Tuesday, October 30, 2012: 3:15 PM
319 (Convention Center )
Jinyoung Baek1, Victor Sebastian Cabeza2, Seung-Kon Lee2, Moungi G. Bawendi3 and Klavs F. Jensen2, (1)Department of Chemical Engineering, Massachusetts Institute of Technology, Cambridge, MA, (2)Chemical Engineering, Massachusetts Institute of Technology, Cambridge, MA, (3)Department of Chemistry, MIT, Cambridge, MA

Chemically synthesized nano structured materials are being considered for active elements in many device applications, including photovoltaics, displays, and bio-chem sensing.  In order to realize the promise of these techniques, it will be critical to have an efficient, reproducible synthesis technique of the nanostructures.  Currently, nanoparticles are synthesized in a batch mode in small volumes, which is appropriate for studying the fundamental properties of nanosized structures and for developing proof of principle device structures; but batch synthesis suffers from variations of size distribution and properties from batch to batch.  Continuous flow reactors based on microfluidics (microreactors) integrated with heaters and fluid control elements offer a solution to these problems as well as expand the synthesis space by providing easier access to high pressure and temperature conditions.

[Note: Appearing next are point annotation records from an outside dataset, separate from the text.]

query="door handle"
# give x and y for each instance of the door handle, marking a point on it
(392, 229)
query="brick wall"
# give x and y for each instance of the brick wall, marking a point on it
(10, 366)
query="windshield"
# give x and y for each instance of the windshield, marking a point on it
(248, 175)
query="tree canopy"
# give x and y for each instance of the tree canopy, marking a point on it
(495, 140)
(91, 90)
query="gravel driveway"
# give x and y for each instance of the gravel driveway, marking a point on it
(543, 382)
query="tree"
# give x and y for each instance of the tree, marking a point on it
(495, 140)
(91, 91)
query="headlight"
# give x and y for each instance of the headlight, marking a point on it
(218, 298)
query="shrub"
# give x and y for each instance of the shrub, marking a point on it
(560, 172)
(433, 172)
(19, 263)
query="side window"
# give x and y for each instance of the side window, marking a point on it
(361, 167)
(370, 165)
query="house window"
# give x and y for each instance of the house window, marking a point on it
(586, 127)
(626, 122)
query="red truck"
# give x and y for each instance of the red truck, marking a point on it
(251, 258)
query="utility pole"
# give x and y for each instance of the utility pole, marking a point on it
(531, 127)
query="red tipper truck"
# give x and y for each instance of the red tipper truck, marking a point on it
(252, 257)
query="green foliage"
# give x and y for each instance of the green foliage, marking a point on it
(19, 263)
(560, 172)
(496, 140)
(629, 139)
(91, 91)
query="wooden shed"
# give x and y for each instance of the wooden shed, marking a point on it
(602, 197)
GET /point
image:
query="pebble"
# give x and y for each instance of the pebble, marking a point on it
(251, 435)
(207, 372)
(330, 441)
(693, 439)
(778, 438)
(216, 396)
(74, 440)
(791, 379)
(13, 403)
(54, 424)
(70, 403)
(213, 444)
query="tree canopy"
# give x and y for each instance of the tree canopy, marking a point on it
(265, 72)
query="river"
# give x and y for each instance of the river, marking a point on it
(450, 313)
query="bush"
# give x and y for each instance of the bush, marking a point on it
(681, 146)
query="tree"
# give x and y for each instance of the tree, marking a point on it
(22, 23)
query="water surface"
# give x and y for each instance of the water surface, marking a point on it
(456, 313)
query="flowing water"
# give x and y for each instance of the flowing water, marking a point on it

Moreover, integrating multiple reaction steps enable the synthesis of complex nanostructures, such as core shell nanoparticles, polymer particles loaded with quantum dots, and oxides decorated with metal nanoparticles.  Examples include the synthesis of InP quantum dot cores overcoated with ZnS for applications in the visible spectrum, micron sized polymer particles loaded with CdSe/ZnS quntumdots, and silica particles decorated with gold nanowires for surface enhanced Raman sensing.